L212-213: Better to convert unit to avoid this exponential value expression.
L218-223: Unclear explanation. More analysis are needed to differentiate the shortwave and longwave radiation effect and the direct radiation effect and dynamical effect to understand the different stratospheric temperature responses in the summer and winter.
Figure 3 and L233-234: Is this the 2 STD of experiment or control ensemble runs? How different are they compared to the control runs? Figure 3a and 3b show different length, better to use Jan and July?
L237-240: “high latitude into midlatitudes” and “subtropics into midlatitudes”, one is equatorward, oppositely, the other one is poleward, confusing.
Figure 4: better to make it larger, it’s not easy to see the details.
L246-248: where shows the local heating? Figure 3a and 4a only shows the temperature difference to the control run, but what is the temperature gradients of experiment and control runs?
L255-259: “locate sources of wave activity”? But the cooling and the upward wave activity locates at different areas, then how can this explain the bottom-up mechanism?
L275-277: what is the direct thermal forcing?
L277-279: Do you mean the inconsistent results are due to the U50 definition, then why use this index? what if other indices are used, can they show consistent results?
L280-282: North Pacific … North Atlantic and Siberia, they are all ocean, how to understand the reasoning “pointing to a possible influence of the change in land-sea thermal contrast”?
Figure 5: as written in the general comments, clarification on the definition/counting/presenting of SSW events are needed.
L329-330: why is it a stratospheric cooling? If thermal response to aerosol injection, then it’s stratospheric warming.
Section 3.3: Does it contribute a lot to the main purpose of the paper by just describing the detailed spatial patterns. What connections do they have with previous results? How aerosol distribution lead to the temperature responses? How do they relate to the different cpl and atm-only configurations? Addressing these questions are helpful to improve the quality of the study.
Summarizing discussions: The first three paragraphs just repeat most of descriptions in the results section. Discussions are needed to compare with other related studies. Like how’s SSW response to volcanic eruption in the observations and studies using other models? What different reasons do they have if showing different results? How the specified chemistry model configuration affects the result? What kind of impact will it have on the results if including aerosol microphysics and stratospheric chemistry in the model? This study (“Volcanic forcing of high-latitude Northern Hemisphere eruptions” https://www.nature.com/articles/s41612-023-00539-4#:~:text=High%2Dlatitude%20explosive%20volcanic%20eruptions,Pinatubo%20eruption. ) shows initial polar vortex stability affects the aerosol distribution, but the forcing is produced with EVA, how will these affect the results. These needs to be discussed.
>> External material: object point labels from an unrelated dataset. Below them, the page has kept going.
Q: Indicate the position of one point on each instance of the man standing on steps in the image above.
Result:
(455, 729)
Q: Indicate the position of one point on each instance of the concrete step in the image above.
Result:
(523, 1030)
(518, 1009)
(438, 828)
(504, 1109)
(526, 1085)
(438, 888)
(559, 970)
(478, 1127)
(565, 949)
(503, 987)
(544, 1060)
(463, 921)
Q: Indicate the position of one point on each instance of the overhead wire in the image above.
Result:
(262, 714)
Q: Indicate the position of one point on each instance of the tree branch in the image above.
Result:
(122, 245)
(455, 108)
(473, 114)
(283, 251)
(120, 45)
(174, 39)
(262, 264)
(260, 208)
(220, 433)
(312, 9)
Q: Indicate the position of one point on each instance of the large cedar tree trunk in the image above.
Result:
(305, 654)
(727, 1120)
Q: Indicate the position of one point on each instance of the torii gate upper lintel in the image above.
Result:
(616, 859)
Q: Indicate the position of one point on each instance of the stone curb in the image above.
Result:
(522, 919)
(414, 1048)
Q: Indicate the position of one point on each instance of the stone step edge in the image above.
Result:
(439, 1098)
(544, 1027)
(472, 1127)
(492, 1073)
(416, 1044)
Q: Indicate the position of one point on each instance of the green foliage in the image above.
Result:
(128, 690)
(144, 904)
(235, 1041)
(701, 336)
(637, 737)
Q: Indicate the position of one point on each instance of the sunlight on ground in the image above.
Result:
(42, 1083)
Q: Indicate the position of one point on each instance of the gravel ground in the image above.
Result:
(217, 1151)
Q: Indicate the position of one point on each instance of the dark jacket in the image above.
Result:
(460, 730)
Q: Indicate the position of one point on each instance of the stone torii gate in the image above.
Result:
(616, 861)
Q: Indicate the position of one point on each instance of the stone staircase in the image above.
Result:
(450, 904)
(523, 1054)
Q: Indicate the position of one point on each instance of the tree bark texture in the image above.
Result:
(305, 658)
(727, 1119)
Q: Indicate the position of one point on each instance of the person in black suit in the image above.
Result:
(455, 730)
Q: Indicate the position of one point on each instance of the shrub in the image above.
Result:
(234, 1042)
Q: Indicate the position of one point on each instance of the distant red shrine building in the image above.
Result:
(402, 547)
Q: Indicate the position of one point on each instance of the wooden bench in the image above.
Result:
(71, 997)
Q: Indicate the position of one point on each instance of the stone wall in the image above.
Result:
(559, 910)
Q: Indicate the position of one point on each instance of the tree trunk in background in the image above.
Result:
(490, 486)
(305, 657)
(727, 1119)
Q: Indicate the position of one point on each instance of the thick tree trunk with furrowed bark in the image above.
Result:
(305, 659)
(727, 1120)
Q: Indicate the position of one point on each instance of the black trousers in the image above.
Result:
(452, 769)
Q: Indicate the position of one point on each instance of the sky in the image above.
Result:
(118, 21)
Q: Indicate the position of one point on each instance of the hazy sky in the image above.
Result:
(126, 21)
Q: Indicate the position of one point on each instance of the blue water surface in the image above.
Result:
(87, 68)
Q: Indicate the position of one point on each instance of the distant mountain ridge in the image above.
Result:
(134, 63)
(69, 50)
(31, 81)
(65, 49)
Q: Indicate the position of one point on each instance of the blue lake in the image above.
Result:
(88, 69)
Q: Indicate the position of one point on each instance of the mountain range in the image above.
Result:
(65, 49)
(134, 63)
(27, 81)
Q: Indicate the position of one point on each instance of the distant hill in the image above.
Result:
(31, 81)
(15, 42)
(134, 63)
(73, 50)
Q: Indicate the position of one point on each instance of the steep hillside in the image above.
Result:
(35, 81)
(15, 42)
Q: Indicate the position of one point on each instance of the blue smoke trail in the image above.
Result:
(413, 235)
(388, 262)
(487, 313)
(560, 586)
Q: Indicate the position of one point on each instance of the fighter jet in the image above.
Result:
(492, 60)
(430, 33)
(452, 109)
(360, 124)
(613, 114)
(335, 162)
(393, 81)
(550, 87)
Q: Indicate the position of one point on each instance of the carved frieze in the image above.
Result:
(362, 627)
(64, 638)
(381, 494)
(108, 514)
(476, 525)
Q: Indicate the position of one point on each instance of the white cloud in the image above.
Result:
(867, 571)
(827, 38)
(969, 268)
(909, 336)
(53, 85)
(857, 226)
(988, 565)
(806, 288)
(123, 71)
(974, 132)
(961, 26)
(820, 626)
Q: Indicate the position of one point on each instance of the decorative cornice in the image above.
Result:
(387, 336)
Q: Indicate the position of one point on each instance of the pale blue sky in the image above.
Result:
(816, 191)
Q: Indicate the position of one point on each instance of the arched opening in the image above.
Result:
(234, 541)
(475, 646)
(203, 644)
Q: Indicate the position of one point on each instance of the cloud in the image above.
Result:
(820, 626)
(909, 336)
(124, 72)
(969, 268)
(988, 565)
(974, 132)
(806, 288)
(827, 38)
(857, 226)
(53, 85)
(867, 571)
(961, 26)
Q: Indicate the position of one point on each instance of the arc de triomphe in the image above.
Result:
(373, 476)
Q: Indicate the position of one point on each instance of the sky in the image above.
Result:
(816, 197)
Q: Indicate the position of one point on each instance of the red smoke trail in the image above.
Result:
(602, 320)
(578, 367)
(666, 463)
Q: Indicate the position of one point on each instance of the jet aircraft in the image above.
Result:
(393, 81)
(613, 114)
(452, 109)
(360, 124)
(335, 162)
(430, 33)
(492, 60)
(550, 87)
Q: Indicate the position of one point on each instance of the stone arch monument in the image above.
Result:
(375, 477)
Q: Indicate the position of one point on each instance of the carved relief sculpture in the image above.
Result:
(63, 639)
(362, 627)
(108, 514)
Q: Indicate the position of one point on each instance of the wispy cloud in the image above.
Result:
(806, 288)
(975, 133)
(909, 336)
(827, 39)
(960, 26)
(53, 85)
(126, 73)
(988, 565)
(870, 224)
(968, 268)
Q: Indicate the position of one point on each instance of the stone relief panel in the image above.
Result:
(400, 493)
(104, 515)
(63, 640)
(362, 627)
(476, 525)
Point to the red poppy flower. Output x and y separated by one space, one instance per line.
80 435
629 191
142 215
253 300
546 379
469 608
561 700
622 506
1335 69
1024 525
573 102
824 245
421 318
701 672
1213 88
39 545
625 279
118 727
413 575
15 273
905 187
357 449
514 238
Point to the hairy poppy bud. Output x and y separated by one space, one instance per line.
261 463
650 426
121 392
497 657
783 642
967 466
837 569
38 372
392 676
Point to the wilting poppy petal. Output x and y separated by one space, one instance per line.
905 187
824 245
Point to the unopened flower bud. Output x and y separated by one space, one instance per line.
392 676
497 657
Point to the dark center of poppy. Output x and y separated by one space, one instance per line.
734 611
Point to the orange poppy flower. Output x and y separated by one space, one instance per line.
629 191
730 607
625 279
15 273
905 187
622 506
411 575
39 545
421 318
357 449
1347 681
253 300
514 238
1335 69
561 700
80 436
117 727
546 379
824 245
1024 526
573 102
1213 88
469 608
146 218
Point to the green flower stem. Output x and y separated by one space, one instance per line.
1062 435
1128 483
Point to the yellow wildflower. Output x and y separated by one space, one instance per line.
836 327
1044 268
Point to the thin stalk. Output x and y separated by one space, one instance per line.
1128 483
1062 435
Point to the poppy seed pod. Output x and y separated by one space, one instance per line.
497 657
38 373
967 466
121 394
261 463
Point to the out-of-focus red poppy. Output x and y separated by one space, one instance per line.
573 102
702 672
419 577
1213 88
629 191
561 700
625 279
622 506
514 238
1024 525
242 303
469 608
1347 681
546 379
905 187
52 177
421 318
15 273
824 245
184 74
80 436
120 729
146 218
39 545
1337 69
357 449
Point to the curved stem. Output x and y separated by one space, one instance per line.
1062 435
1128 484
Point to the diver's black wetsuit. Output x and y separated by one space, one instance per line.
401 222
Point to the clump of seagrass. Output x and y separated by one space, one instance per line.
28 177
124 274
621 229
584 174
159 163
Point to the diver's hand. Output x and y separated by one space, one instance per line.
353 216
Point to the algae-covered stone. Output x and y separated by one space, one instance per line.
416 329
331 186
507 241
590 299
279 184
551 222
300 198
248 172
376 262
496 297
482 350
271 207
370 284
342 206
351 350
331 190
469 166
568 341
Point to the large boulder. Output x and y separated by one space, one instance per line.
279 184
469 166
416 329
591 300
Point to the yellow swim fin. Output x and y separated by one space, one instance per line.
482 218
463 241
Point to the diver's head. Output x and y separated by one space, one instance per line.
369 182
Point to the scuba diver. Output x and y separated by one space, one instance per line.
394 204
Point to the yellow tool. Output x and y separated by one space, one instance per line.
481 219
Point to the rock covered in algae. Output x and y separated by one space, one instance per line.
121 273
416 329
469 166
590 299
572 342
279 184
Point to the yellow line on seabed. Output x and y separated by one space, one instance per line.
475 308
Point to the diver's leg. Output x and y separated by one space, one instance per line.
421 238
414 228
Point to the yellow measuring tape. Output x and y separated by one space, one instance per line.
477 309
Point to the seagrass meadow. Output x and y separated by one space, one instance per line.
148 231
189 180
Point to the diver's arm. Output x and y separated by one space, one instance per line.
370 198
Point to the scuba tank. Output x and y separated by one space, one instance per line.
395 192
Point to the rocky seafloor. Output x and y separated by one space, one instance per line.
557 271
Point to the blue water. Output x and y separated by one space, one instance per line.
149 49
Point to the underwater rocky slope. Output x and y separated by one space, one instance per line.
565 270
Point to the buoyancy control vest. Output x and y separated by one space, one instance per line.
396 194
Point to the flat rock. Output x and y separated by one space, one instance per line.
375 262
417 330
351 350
L416-422: How this relates to equatorial eruptions? “WACCM4 is insensitive to the injection latitude”, is the volcanic forcing produced by EVA? How can this conclusion be made here?
L427: what is “dynamic surface response”?
L430-432: Is this too arbitrary? No model-observation comparisons were made, and the aerosol forcing is much stronger than any volcanic forcing used in previous CMIP5/CMIP6 simulations.
L434-435: Don’t understand this conclusion. Figure 3 shows stronger stratospheric warming in cpl than atm-only in the second and third winter.
L439: what is “an intrinsic reason originating in the model”?
Technical corrections
L43-44: surface and stratospheric meridional temperature gradients?
L62: effect -> affect; as the positive phase of … -> Leading to a positive phase of…?
L81: Icelandic volcanism?
L90-91: history and current activity makes these types of eruption?
L96: the response within of NH stratospheric polar vortex?
L194: short-wave -> shortwave
L199: substantially
L272: N America -> North America
L462: smaller size -> smaller magnitude?